I live in a city that had some major flooding recently. I volunteered to help
pump out water and clean basements. I did this in primarily two
neighbourhoods. A very affluent neighbourhood with multimillion dollar homes.
The other neighbourhood was middle class, 30-50 year old bungalows.

In the affluent neighbourhood, the neighbours all hated each other. It seemed
like at some point, everyone had done something to piss off someone else. We
set up a large pump on a driveway and were told by the neighbour that we had
to move the pump since it was on their side of the driveway (which they were
not using). The neighbour also moved the 4 inch pipe into their neighbours
garden which basically acted as an excavator until we noticed it. It was
actually upsetting to see in times of such crisis.

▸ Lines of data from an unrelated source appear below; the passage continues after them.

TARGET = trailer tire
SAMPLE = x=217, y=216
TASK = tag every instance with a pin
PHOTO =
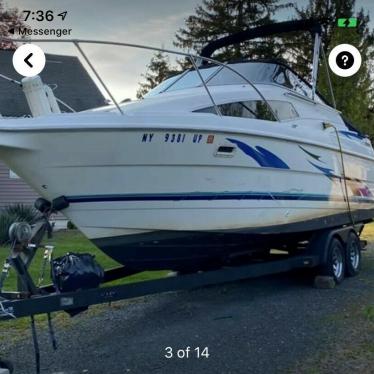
x=353, y=254
x=335, y=261
x=6, y=365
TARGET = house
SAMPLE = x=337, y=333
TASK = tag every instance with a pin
x=70, y=82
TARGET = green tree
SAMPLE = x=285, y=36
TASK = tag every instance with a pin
x=214, y=19
x=158, y=70
x=9, y=19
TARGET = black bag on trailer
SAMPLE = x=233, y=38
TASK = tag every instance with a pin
x=76, y=271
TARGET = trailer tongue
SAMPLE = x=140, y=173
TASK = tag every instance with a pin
x=78, y=280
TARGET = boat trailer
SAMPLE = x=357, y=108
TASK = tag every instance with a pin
x=31, y=299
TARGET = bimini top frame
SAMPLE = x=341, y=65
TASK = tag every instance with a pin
x=310, y=25
x=195, y=60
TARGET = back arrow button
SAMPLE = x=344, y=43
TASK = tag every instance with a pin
x=27, y=60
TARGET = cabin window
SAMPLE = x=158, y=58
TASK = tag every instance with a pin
x=13, y=175
x=283, y=109
x=257, y=109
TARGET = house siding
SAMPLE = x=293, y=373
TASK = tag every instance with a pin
x=13, y=190
x=71, y=83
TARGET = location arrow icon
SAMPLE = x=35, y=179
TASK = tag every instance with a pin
x=27, y=60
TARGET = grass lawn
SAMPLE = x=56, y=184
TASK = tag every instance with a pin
x=74, y=241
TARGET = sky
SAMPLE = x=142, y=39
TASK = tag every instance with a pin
x=149, y=22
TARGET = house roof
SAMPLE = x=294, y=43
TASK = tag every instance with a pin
x=73, y=84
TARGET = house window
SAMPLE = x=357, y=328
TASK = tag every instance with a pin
x=13, y=175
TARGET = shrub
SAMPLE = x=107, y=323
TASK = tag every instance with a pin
x=15, y=213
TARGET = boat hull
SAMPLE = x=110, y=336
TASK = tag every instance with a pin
x=162, y=198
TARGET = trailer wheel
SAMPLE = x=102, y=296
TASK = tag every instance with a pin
x=6, y=365
x=353, y=254
x=335, y=263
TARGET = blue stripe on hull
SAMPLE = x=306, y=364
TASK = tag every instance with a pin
x=199, y=196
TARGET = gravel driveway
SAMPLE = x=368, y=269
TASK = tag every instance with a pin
x=266, y=325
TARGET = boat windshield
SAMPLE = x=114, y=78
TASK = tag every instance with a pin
x=255, y=72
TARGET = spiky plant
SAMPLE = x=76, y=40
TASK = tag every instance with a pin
x=15, y=213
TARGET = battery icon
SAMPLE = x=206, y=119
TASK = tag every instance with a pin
x=347, y=22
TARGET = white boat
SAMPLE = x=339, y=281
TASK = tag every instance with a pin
x=216, y=162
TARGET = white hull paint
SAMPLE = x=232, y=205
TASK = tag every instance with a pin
x=188, y=186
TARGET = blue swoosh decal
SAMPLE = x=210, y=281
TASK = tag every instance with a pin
x=261, y=155
x=351, y=134
x=327, y=171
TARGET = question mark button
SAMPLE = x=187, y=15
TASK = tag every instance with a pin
x=345, y=60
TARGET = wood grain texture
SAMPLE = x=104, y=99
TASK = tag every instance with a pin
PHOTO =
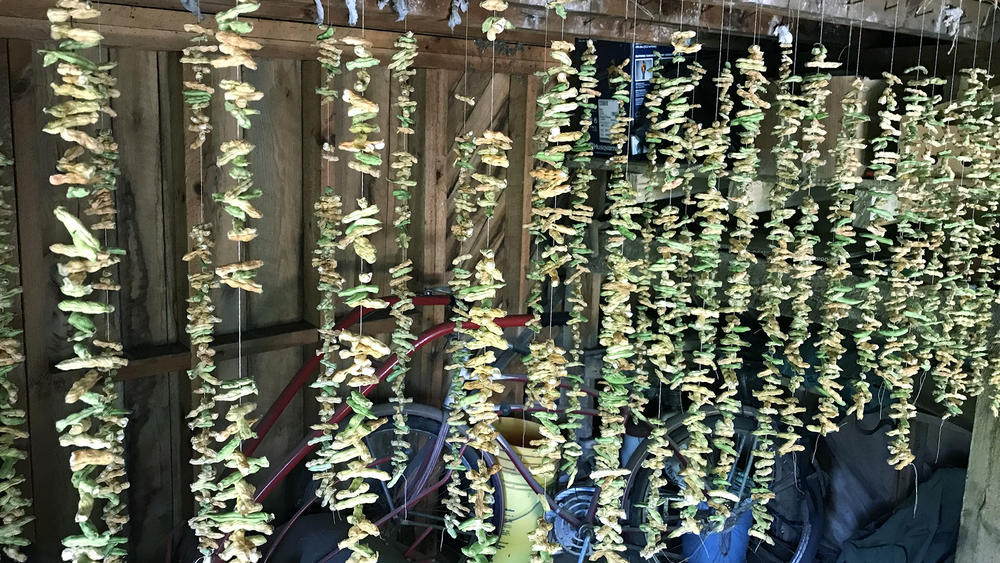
x=146, y=311
x=277, y=134
x=18, y=376
x=44, y=329
x=431, y=230
x=978, y=534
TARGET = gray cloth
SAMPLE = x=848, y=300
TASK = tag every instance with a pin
x=929, y=536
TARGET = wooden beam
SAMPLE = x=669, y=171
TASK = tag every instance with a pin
x=162, y=30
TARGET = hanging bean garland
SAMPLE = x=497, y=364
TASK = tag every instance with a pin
x=616, y=334
x=88, y=170
x=201, y=310
x=923, y=303
x=15, y=505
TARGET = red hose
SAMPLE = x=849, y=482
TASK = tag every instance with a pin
x=307, y=371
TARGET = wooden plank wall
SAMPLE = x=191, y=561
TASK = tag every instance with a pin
x=164, y=189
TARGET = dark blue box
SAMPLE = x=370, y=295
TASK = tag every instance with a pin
x=642, y=57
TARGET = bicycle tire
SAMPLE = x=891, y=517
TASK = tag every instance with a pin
x=637, y=489
x=428, y=420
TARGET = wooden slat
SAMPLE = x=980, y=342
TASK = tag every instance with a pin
x=431, y=230
x=18, y=376
x=145, y=221
x=54, y=498
x=173, y=164
x=523, y=92
x=978, y=536
x=315, y=130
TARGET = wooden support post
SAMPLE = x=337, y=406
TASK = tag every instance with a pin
x=431, y=233
x=978, y=535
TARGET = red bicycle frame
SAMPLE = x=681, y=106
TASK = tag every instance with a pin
x=309, y=369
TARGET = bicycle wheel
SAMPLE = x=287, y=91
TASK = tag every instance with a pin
x=793, y=530
x=420, y=528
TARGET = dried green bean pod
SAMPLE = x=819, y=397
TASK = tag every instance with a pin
x=668, y=146
x=465, y=208
x=201, y=310
x=836, y=302
x=88, y=169
x=477, y=321
x=546, y=364
x=328, y=212
x=957, y=239
x=616, y=334
x=15, y=506
x=365, y=152
x=884, y=161
x=580, y=178
x=711, y=214
x=899, y=363
x=402, y=168
x=776, y=402
x=350, y=458
x=814, y=93
x=496, y=23
x=249, y=528
x=738, y=288
x=984, y=171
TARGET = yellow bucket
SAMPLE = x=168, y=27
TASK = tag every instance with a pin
x=523, y=507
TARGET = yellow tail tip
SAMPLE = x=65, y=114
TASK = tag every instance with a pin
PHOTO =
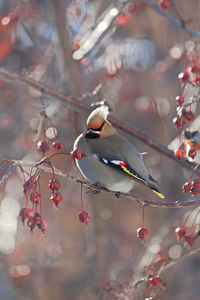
x=158, y=194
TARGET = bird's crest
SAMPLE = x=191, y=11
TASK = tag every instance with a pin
x=97, y=117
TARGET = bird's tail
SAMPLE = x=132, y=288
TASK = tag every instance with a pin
x=155, y=190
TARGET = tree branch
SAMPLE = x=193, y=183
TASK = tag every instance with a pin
x=169, y=18
x=93, y=188
x=125, y=127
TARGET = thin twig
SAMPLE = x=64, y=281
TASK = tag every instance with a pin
x=125, y=127
x=93, y=187
x=177, y=22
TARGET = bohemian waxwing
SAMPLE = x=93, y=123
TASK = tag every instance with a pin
x=110, y=159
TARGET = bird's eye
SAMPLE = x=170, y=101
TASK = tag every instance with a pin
x=100, y=128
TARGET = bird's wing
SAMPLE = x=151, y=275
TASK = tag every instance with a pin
x=125, y=168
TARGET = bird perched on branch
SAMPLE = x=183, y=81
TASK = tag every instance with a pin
x=110, y=160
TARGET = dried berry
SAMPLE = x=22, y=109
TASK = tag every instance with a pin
x=189, y=239
x=180, y=232
x=78, y=154
x=42, y=225
x=179, y=154
x=142, y=233
x=56, y=198
x=84, y=216
x=178, y=121
x=43, y=146
x=54, y=184
x=183, y=76
x=26, y=213
x=189, y=116
x=180, y=100
x=57, y=145
x=192, y=152
x=164, y=4
x=186, y=187
x=155, y=281
x=35, y=198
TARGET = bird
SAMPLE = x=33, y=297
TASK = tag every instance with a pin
x=110, y=160
x=193, y=139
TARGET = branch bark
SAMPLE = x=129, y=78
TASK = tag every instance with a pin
x=125, y=127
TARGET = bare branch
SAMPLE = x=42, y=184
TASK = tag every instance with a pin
x=177, y=22
x=125, y=127
x=95, y=189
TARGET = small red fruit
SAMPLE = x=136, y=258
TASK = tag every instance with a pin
x=189, y=239
x=192, y=153
x=186, y=187
x=84, y=216
x=123, y=19
x=142, y=233
x=164, y=4
x=43, y=146
x=189, y=116
x=57, y=145
x=155, y=281
x=26, y=213
x=56, y=198
x=54, y=184
x=180, y=100
x=183, y=76
x=28, y=185
x=42, y=225
x=78, y=154
x=179, y=154
x=195, y=190
x=35, y=198
x=180, y=232
x=178, y=121
x=196, y=182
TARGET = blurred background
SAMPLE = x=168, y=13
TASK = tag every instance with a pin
x=126, y=54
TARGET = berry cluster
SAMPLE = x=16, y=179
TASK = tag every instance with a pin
x=192, y=186
x=33, y=215
x=32, y=193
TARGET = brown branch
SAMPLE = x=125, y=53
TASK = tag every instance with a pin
x=125, y=127
x=177, y=22
x=93, y=188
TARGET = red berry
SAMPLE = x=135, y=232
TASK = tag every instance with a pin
x=78, y=154
x=84, y=216
x=56, y=198
x=35, y=198
x=57, y=145
x=54, y=184
x=180, y=100
x=43, y=146
x=28, y=185
x=26, y=213
x=183, y=76
x=164, y=4
x=195, y=190
x=179, y=154
x=189, y=116
x=178, y=121
x=180, y=232
x=155, y=281
x=123, y=19
x=186, y=187
x=192, y=153
x=142, y=233
x=42, y=225
x=189, y=239
x=196, y=182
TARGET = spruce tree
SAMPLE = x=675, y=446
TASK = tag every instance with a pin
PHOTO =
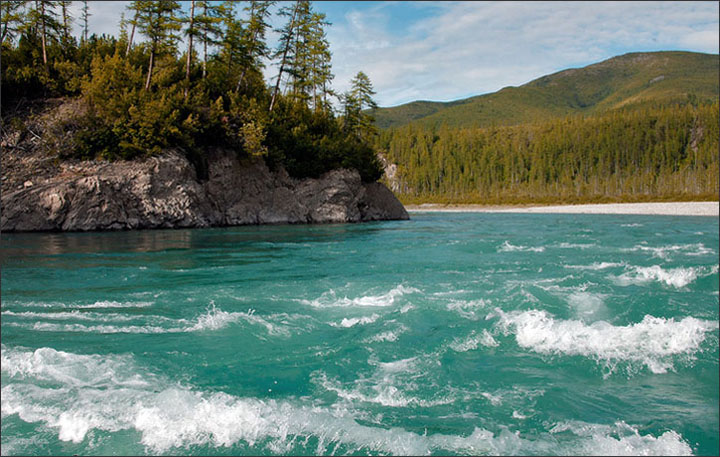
x=157, y=21
x=12, y=17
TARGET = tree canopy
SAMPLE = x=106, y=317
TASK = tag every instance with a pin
x=144, y=93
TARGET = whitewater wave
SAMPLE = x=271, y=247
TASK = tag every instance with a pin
x=353, y=321
x=597, y=266
x=110, y=393
x=388, y=336
x=676, y=277
x=468, y=308
x=507, y=247
x=566, y=245
x=654, y=342
x=213, y=319
x=664, y=252
x=95, y=305
x=472, y=341
x=330, y=299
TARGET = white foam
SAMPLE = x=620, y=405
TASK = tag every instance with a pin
x=94, y=392
x=507, y=247
x=652, y=342
x=387, y=336
x=97, y=304
x=621, y=439
x=84, y=316
x=70, y=369
x=676, y=277
x=566, y=245
x=330, y=299
x=353, y=321
x=663, y=252
x=468, y=308
x=588, y=306
x=472, y=341
x=213, y=319
x=597, y=266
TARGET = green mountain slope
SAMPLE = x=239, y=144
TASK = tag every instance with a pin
x=632, y=80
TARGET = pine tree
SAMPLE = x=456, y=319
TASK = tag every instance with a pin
x=208, y=18
x=44, y=19
x=12, y=18
x=190, y=32
x=85, y=16
x=135, y=8
x=157, y=21
x=287, y=39
x=66, y=21
x=360, y=98
x=255, y=27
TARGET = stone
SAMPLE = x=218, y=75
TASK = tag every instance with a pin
x=164, y=192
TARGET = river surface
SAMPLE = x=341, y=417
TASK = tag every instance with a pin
x=452, y=333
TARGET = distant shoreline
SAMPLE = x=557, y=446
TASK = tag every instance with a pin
x=658, y=209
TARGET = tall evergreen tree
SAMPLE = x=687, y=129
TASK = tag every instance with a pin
x=208, y=19
x=12, y=17
x=134, y=7
x=85, y=16
x=287, y=39
x=359, y=98
x=190, y=32
x=66, y=21
x=44, y=20
x=157, y=21
x=255, y=28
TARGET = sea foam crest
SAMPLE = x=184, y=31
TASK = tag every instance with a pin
x=212, y=319
x=472, y=341
x=676, y=277
x=621, y=439
x=85, y=397
x=330, y=299
x=652, y=342
x=353, y=321
x=663, y=252
x=95, y=305
x=596, y=266
x=507, y=247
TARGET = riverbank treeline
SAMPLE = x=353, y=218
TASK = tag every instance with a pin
x=653, y=153
x=190, y=79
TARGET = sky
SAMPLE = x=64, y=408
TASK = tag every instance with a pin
x=449, y=50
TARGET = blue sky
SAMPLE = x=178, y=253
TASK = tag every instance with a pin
x=450, y=50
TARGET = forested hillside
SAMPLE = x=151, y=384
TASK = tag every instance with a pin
x=630, y=80
x=144, y=90
x=649, y=153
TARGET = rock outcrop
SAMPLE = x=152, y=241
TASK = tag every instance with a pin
x=164, y=192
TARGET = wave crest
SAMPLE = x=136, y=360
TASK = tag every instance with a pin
x=652, y=342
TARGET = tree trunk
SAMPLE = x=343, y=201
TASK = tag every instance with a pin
x=205, y=42
x=132, y=34
x=150, y=65
x=189, y=56
x=42, y=14
x=85, y=16
x=285, y=51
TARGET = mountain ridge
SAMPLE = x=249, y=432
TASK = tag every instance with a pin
x=629, y=80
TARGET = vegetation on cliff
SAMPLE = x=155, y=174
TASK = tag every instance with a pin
x=146, y=90
x=642, y=126
x=664, y=152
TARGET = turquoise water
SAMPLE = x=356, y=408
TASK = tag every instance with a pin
x=447, y=334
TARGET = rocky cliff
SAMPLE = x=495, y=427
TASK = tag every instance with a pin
x=164, y=192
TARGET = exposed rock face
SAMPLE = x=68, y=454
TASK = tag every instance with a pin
x=163, y=192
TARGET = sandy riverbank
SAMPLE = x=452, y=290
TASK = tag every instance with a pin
x=661, y=208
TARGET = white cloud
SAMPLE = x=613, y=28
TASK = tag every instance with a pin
x=451, y=50
x=479, y=47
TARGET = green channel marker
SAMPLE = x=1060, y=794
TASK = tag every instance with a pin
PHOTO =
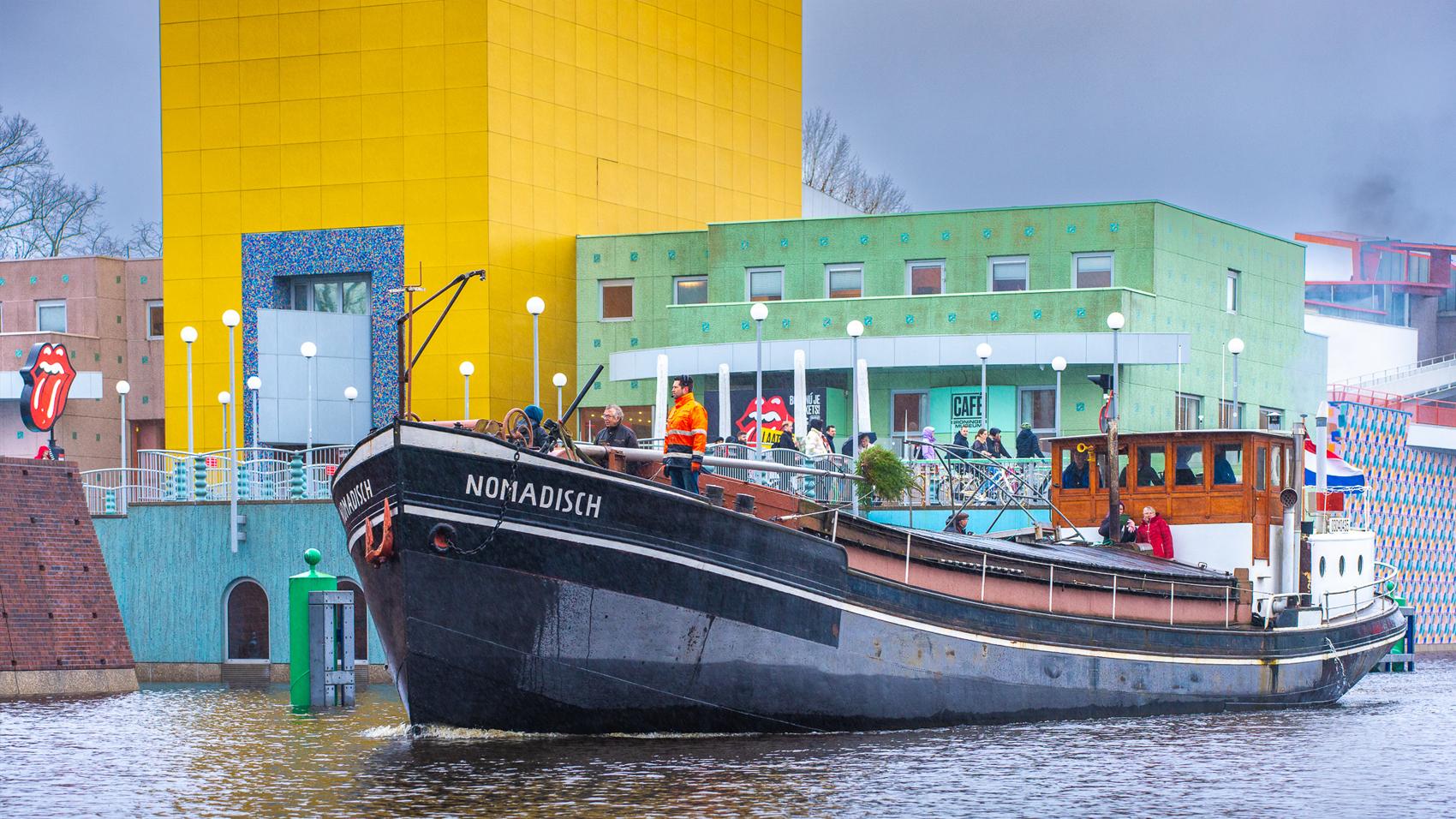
x=299, y=588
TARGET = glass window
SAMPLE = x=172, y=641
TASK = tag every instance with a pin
x=1227, y=463
x=1092, y=270
x=690, y=290
x=1189, y=465
x=1152, y=465
x=616, y=299
x=844, y=282
x=155, y=326
x=50, y=316
x=1008, y=272
x=767, y=284
x=925, y=278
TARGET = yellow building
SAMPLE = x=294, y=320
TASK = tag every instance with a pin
x=378, y=143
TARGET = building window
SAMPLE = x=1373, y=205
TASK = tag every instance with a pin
x=616, y=299
x=925, y=278
x=1091, y=270
x=765, y=283
x=1189, y=411
x=1008, y=272
x=690, y=290
x=331, y=295
x=155, y=326
x=50, y=316
x=844, y=280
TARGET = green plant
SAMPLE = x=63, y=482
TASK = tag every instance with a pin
x=883, y=472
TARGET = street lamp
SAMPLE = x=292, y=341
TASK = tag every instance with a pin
x=757, y=312
x=349, y=394
x=254, y=385
x=309, y=350
x=855, y=330
x=536, y=307
x=559, y=380
x=1235, y=347
x=1059, y=363
x=466, y=369
x=122, y=388
x=985, y=351
x=188, y=337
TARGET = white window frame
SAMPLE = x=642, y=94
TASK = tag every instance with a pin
x=43, y=303
x=990, y=272
x=1111, y=267
x=676, y=278
x=912, y=264
x=155, y=303
x=601, y=299
x=747, y=282
x=844, y=267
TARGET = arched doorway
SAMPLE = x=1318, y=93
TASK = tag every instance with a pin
x=360, y=619
x=247, y=623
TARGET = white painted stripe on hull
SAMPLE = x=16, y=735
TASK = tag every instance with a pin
x=856, y=609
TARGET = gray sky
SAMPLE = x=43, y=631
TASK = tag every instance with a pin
x=1281, y=116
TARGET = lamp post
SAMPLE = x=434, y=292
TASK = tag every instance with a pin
x=466, y=369
x=536, y=307
x=309, y=350
x=759, y=311
x=188, y=337
x=855, y=330
x=559, y=380
x=349, y=394
x=1059, y=363
x=254, y=385
x=1235, y=347
x=985, y=351
x=122, y=388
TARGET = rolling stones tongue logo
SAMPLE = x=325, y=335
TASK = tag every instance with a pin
x=47, y=378
x=775, y=417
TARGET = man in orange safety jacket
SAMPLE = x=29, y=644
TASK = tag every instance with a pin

Other the other hand, and you likely can predict how this story will go, the
middle class neighbourhood was full of community, helping hands and people
willing to go out of their way to assist others. It actually came to a point
where there was too much help. People were driving around with coffee and home
made sandwiches which they couldn't give out because 3 other cars with the
same had just driven by. People were thankful and would rush across the street
to help you move a heavy refrigerator.

I realized over that week that if getting rich means hating your
neighbours/being hated by your neighbours, having no one to reach out to,
maybe I don't want to be rich. At least not financially rich.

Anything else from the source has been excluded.